Sessions's bonehead move puts the Trump administration squarely on the wrong side of history. Democrats need only stand with the people to reap the benefits.
Nobody has to reinvent the wheel here: there’s already legislation in Congress, with bipartisan support, that would make Sessions's decision irrelevant. Senator Cory Booker’s Marijuana Justice Act would remove pot from the list of controlled substances and expunge all marijuana-related federal convictions. There are two House versions of the bill: the Ending Federal Marijuana Prohibition Act, with 15 co-sponsors, five of them Republicans, and the Regulate Marijuana Like Alcohol Act (17 co-sponsors), which would let the Food and Drug Administration test pot for safety. A softer version, the Respect State Marijuana Laws Act, would exempt Controlled Substances Act regulation in any state where marijuana is legal. That has 24 co-sponsors, 12 Democrats and 12 Republicans. A bipartisan Congressional Cannabis Caucus could lead on any of these bills.
Even something as simple as the SAFE Banking Act would allow marijuana businesses to get a checking account and swipe debit cards without financial institutions who work with them fearing prosecution. This bid to end the incredibly unnecessary danger of all-cash marijuana businesses at risk of criminal targeting has 58 co-sponsors in the House.

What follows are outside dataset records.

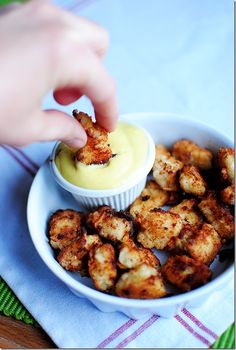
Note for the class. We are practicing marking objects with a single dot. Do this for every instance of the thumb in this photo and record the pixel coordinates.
(56, 125)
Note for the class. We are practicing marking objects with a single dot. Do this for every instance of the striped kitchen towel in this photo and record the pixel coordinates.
(177, 67)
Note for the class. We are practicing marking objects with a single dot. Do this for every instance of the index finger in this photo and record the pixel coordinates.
(83, 71)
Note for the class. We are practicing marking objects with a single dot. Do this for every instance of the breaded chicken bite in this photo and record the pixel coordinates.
(64, 227)
(190, 153)
(218, 216)
(102, 267)
(130, 256)
(177, 245)
(97, 149)
(185, 273)
(204, 244)
(188, 212)
(165, 169)
(110, 224)
(74, 257)
(225, 157)
(142, 282)
(227, 195)
(191, 181)
(158, 227)
(151, 197)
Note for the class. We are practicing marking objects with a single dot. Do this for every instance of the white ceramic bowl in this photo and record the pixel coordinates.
(118, 198)
(46, 196)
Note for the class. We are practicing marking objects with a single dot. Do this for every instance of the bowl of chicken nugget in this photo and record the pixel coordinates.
(171, 246)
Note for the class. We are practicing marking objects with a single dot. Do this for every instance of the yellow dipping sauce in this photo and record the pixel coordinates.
(130, 145)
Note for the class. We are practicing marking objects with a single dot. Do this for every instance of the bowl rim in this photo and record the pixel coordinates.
(93, 294)
(138, 175)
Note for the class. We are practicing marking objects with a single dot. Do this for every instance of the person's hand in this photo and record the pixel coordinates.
(43, 47)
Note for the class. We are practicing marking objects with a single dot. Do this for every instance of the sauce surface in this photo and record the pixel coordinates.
(129, 145)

So Democrats don’t even have to write new policy to meet the wishes of the public; they just have to support what already exists. To do that, though, they’ll need to understand the role of a political party in a democracy: identify ways to improve people’s lives, and then to actually commit to enacting them. If Democrats finally figure this out and support marijuana legalization, Republicans will have a choice, too: stick with Trump and Sessions and face the ire of the electorate, or join Democrats, at which point the public wins. Some Republicans, like Senator Cory Gardner of Colorado, are already rejecting Sessions's action; the issue has the potential to split the right.

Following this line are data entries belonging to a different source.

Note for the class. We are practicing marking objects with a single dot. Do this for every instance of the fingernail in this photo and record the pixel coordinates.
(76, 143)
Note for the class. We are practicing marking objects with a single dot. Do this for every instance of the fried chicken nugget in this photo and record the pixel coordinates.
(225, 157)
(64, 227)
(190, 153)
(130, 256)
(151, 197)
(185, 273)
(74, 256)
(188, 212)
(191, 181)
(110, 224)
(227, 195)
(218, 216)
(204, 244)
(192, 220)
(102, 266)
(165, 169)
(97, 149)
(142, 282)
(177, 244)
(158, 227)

It's not like some Democrats haven't been boldly fighting for legalization for some time. But the rest need to get over the party’s residual drug-warrior past and unite on a public-policy priority that would stabilize communities and save lives. Jeff Sessions does not actually have the power to dictate federal marijuana policy; Congress does. Democrats have to recognize that, and vow to do something revolutionary: use their own power.